Rappelons, en outre, que l’Arménie, bien qu’associé à l’OTAN, par le truchement du Partenariat pour la Paix (PpP) est surtout signataire du Traité de sécurité collective de Tachkent, en 1992, préfigurant son adhésion à l’Organisation du Traité de Sécurité Collective (OTSC) depuis 2002, plaçant l’Arménie, de facto et de jure, dans le giron de Moscou.

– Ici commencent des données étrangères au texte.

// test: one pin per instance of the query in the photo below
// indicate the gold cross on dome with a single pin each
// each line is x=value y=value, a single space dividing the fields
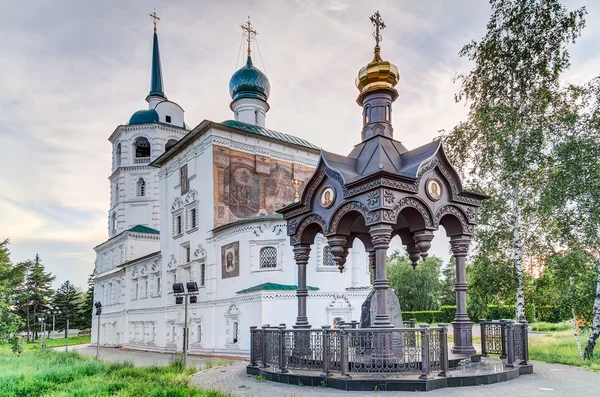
x=377 y=21
x=297 y=184
x=250 y=33
x=156 y=19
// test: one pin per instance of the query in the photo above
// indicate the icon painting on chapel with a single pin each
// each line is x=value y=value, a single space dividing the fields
x=434 y=189
x=230 y=260
x=327 y=197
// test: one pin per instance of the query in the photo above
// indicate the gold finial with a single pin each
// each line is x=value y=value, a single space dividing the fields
x=156 y=19
x=250 y=33
x=377 y=21
x=297 y=184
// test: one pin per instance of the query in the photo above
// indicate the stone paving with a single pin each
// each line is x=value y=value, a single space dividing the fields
x=548 y=380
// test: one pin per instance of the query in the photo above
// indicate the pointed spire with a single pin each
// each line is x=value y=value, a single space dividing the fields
x=156 y=84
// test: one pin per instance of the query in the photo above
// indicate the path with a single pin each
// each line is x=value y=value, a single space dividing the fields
x=548 y=380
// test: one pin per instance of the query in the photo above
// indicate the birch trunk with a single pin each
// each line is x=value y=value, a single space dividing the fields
x=589 y=348
x=575 y=334
x=518 y=255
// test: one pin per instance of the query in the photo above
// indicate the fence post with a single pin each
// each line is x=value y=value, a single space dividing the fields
x=425 y=368
x=503 y=337
x=264 y=345
x=281 y=351
x=344 y=352
x=253 y=346
x=525 y=340
x=483 y=341
x=444 y=349
x=510 y=342
x=326 y=352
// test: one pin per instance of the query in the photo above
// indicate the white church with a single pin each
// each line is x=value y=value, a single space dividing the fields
x=200 y=205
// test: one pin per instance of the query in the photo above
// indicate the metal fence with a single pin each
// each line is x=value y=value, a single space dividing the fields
x=348 y=350
x=507 y=338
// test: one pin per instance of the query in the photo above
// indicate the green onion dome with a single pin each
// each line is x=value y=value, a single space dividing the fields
x=249 y=82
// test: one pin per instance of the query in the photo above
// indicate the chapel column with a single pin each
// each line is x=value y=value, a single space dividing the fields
x=380 y=236
x=301 y=255
x=462 y=325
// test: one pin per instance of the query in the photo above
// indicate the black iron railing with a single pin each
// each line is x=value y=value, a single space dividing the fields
x=507 y=338
x=348 y=350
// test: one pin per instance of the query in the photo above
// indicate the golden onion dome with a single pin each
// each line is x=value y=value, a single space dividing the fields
x=377 y=75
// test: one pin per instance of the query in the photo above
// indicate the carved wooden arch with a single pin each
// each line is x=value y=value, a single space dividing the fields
x=417 y=204
x=296 y=236
x=352 y=206
x=458 y=213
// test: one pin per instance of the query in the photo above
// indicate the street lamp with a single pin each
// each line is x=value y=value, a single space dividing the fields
x=180 y=295
x=98 y=306
x=54 y=311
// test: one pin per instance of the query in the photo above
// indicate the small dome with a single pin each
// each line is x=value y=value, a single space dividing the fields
x=249 y=82
x=144 y=117
x=378 y=74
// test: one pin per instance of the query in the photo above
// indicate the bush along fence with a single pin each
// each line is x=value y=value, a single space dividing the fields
x=507 y=338
x=348 y=350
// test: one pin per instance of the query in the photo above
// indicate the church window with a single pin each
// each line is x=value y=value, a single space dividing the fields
x=142 y=147
x=170 y=144
x=183 y=180
x=328 y=256
x=202 y=274
x=235 y=331
x=118 y=155
x=268 y=258
x=141 y=187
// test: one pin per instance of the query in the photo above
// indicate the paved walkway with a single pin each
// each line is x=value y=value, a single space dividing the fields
x=548 y=380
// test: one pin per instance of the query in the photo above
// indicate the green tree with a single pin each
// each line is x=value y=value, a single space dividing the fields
x=572 y=195
x=504 y=143
x=417 y=289
x=38 y=290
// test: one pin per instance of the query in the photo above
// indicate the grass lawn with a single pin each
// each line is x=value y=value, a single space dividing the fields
x=560 y=347
x=59 y=374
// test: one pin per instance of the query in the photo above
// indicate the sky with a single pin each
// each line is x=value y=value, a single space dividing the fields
x=72 y=71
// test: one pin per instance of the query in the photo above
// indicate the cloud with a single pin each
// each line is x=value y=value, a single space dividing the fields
x=72 y=71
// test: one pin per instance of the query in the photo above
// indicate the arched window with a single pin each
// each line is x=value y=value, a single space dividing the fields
x=170 y=144
x=328 y=256
x=118 y=155
x=268 y=258
x=141 y=187
x=142 y=147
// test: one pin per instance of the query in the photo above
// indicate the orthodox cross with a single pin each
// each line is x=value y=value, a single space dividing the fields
x=156 y=19
x=297 y=184
x=250 y=33
x=379 y=25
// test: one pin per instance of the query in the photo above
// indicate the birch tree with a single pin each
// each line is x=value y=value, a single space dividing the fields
x=510 y=91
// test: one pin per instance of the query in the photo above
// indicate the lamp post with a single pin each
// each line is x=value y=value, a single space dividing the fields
x=54 y=311
x=180 y=295
x=98 y=306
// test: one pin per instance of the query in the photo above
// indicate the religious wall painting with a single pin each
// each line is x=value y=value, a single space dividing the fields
x=230 y=260
x=327 y=197
x=433 y=188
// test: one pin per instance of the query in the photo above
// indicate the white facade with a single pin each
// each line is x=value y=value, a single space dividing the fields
x=137 y=267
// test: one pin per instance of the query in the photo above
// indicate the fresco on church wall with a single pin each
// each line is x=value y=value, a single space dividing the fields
x=230 y=260
x=249 y=185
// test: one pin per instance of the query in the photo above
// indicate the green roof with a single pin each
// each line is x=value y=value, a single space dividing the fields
x=280 y=136
x=143 y=229
x=274 y=287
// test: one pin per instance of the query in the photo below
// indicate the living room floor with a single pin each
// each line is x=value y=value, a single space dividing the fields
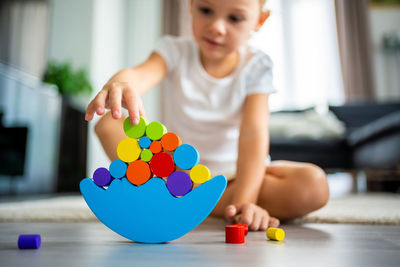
x=93 y=244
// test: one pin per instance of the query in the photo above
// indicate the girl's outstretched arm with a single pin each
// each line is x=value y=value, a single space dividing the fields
x=125 y=88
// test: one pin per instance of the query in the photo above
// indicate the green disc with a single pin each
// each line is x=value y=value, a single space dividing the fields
x=155 y=130
x=146 y=155
x=135 y=131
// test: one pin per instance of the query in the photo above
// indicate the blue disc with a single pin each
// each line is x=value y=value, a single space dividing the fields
x=144 y=142
x=29 y=241
x=118 y=168
x=186 y=157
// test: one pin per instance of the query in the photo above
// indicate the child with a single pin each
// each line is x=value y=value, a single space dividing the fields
x=216 y=92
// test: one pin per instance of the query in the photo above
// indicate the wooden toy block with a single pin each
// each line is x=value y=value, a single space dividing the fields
x=179 y=183
x=102 y=177
x=135 y=131
x=234 y=234
x=276 y=234
x=155 y=130
x=138 y=172
x=118 y=169
x=155 y=147
x=128 y=150
x=146 y=155
x=186 y=156
x=170 y=141
x=144 y=142
x=29 y=241
x=245 y=226
x=158 y=209
x=149 y=213
x=200 y=174
x=162 y=164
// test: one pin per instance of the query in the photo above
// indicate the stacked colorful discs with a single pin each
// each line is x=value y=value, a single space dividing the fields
x=150 y=151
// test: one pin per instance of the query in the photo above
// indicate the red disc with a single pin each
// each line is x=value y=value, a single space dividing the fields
x=234 y=234
x=138 y=172
x=162 y=164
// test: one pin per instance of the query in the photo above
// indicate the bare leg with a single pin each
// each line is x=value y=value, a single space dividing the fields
x=290 y=189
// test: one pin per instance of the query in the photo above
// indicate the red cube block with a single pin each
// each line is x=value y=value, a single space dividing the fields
x=234 y=234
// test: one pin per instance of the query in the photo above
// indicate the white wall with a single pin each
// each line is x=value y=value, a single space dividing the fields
x=105 y=36
x=385 y=20
x=143 y=19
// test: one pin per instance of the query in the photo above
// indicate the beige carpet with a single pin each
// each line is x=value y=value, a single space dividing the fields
x=362 y=209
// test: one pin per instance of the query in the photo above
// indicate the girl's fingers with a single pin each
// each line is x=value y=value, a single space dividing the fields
x=142 y=112
x=96 y=106
x=100 y=101
x=114 y=101
x=90 y=110
x=131 y=100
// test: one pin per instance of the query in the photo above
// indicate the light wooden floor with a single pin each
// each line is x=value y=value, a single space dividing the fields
x=92 y=244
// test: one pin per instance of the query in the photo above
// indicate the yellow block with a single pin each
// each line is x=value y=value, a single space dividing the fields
x=128 y=150
x=275 y=233
x=200 y=174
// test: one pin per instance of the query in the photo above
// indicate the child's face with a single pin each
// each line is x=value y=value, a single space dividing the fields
x=220 y=27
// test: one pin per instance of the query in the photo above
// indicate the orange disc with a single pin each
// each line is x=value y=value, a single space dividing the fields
x=170 y=141
x=155 y=147
x=138 y=172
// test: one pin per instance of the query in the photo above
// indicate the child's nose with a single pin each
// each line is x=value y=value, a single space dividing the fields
x=218 y=26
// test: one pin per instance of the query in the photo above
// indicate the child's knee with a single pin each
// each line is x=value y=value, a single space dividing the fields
x=316 y=186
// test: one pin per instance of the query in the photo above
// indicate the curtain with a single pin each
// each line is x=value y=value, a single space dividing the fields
x=24 y=35
x=176 y=17
x=355 y=49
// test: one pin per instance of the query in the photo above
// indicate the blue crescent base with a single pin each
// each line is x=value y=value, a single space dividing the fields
x=149 y=213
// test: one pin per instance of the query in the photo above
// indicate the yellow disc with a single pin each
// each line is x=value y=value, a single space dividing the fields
x=275 y=233
x=200 y=174
x=128 y=150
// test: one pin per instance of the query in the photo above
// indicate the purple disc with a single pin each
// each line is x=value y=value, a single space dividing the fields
x=102 y=177
x=179 y=183
x=29 y=241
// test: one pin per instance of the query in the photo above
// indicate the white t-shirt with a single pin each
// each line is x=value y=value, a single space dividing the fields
x=206 y=111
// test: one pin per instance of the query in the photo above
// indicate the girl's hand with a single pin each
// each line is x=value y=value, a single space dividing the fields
x=114 y=95
x=254 y=216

La question du déséquilibre stratégique que vous évoquez, est, du reste, davantage liée à la conflictualité militaire sous-jacente entre l’Iran, l’Azerbaïdjan et Israël, d’une part et d’autre part, les rivalités politico-sécuritaires entre la Turquie – par ailleurs membre de l’OTAN – les pays membres de l’UE et l’OTAN et la Russie, sur fond de divorce avec celle-ci.

– Etant donné qu’il y a des problèmes plus graves à l’intérieur de la France, comme, par exemple, de nombreuses manifestations contre la réforme des retraites, Macron, selon vous, a-t-il raison de se mettre autant en avant sur la scène internationale ? Dissimule-t-il ainsi ses échecs en France ?

Je répondrai très brièvement à cette question, en vous rappelant que bien souvent la politique étrangère est, en effet, la résultante de la politique intérieure. Néanmoins, c’est bien l’aspiration macronienne à l’autonomie stratégique européenne qui semble désormais “conditionner” la politique étrangère française en direction du flanc est de l’Alliance atlantique et le voisinage oriental de l’UE.

La visite récente de la ministre des Affaires étrangères française, Catherine Colonna, à Erevan, Tbilissi et Bakou en témoigne. La réussite du deuxième Sommet de la Communauté Politique Européenne (CEP) à Chisinau, le 2 juin dernier est venue le confirmer. Il est désormais clair que les propositions européennes de règlement du conflit au Karabakh, associant un plan de paix complet et approfondi, sont nettement plus prises en compte à Bakou qu’à Erevan.

Emmanuel Macron, à défaut d’un nouveau traité européen, qu’il appelait pourtant ardemment de ses voeux, à l’occasion de la fin de la présidence française du Conseil de l’UE – lors du premier semestre 2022 – vise désormais à “simplifier” le fonctionnement des institutions, notamment en ce qui concerne la politique de sécurité et de défense commune (PSDC) et la politique étrangère et de sécurité commune (PESC).

C’est surtout ainsi qu’il convient de décrypter l’hyperactivisme du président de la République sur les dossiers internationaux et européens.